Donovan was listening (obviously. his room is right next to hers and the doors were open). I told them that when they were upset because I made them clean their room, it didn't make me happy. On the contrary, it made me frustrated. Not just frustrated with them, but with myself. Because obviously if I was a good mom, I'd be a better teacher and these lessons would mean something and sometimes I feel like I must be the worst mother in the world... (talk about hyperbole)

"WHY WOULD YOU SAY SOMETHING LIKE THAT?!" With his head thrown back in seeming agony, Donovan wailed from where he perched on his bed. "YOU'RE THE BEST MOMMY IN THE WHOLE WORLD!"

(another sidenote: I'm not sure at what age this whole "mommy" title will morph into just "mom." I'm not sure if it's weird that my 11 and 8 year old still call me that. I had a conversation with Donovan recently about how he was using his daily quota of saying "mommy" -- seriously, does it have to preface EVERY sentence? we're in the same room! obviously you're talking to me! -- and he said, totally missing my point, "Sometimes I call you mom, but I like mommy better because it sounds better. Like a hug." Ok, I really can't argue that. Just know that when my kids are calling me "mommy" what they're actually saying is "Captain Hugsalot.")

And suddenly I was shaking. Giggles erupted out of me as the tears continued to stream down my face. The absolute absurdity of the situation overcame me, considering that this was the child who had thrown an enormous fit earlier when I asked him to pick his legos up. Also, we're really good with extremes here.

At dinner, earlier that evening, Gemma had conversationally said, "Mommy, sometimes you're the worst mom, you know?" Good, I told her. That means I'm doing my job. She seemed a little perturbed that I wasn't offended. I can't get upset or offended when I know she's being ridiculous. Worst. Best. We have a flair for the dramatics.

But when you pile on three cases of worstititis, I begin to believe it.
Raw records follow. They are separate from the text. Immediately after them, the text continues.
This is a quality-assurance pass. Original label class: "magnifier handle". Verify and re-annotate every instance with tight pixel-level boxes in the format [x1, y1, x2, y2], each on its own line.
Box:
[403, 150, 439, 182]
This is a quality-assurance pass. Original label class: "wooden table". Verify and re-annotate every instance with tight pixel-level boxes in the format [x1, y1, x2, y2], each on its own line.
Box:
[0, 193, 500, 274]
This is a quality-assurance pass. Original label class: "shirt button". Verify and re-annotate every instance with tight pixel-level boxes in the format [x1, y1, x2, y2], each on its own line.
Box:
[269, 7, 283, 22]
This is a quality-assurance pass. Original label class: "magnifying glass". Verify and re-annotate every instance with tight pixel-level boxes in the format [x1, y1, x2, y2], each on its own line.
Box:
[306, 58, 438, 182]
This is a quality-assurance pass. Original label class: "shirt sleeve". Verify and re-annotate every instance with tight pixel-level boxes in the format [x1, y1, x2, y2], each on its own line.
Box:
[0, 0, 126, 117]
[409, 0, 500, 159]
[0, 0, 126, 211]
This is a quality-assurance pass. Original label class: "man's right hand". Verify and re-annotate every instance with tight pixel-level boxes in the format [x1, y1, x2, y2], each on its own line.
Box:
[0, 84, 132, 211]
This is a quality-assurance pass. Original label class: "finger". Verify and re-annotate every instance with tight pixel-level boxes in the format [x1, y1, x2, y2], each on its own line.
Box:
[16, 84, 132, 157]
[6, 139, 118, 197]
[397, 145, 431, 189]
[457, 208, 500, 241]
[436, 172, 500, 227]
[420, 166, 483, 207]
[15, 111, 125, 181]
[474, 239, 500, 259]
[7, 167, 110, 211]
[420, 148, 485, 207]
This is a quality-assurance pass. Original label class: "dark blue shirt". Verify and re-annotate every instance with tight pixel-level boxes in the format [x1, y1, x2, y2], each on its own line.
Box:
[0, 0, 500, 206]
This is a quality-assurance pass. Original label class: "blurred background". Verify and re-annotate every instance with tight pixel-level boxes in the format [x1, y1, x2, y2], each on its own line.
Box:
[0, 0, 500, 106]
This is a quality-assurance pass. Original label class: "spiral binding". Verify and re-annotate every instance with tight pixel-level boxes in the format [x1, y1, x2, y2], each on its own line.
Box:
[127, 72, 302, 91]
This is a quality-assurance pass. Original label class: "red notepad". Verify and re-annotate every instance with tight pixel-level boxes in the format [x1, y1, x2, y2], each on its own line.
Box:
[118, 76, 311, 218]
After that we all calmed down. Years ago, I probably would have just told the kids to go to bed because I was exhausted and it was past bedtime at this point anyway. But I didn't want to end it that way. I asked Ainsleigh if she wanted to go to sleep, or have me read for a bit.

After the kids had brushed their teeth, I sat on my bed, Ainsleigh behind me working on my latest hairdo, the other two kids sprawled out. I read a chapter of our current Harry Potter book and then tucked them into their beds.

I guess we're all still working on maturing, whether it's taking responsibility for things or how you end the day. We ended yesterday feeling a little better about ourselves, and if I can make sure that's a constant in their lives, then maybe, just maybe, I won't be the worst mom in the world.

2 comments:

bikergram said...

Good post! You're great, you're kids are great. They are just normal. Can't cure normal, but keep trying.

wanda said...

That last comment was me. I was signed in to a different account!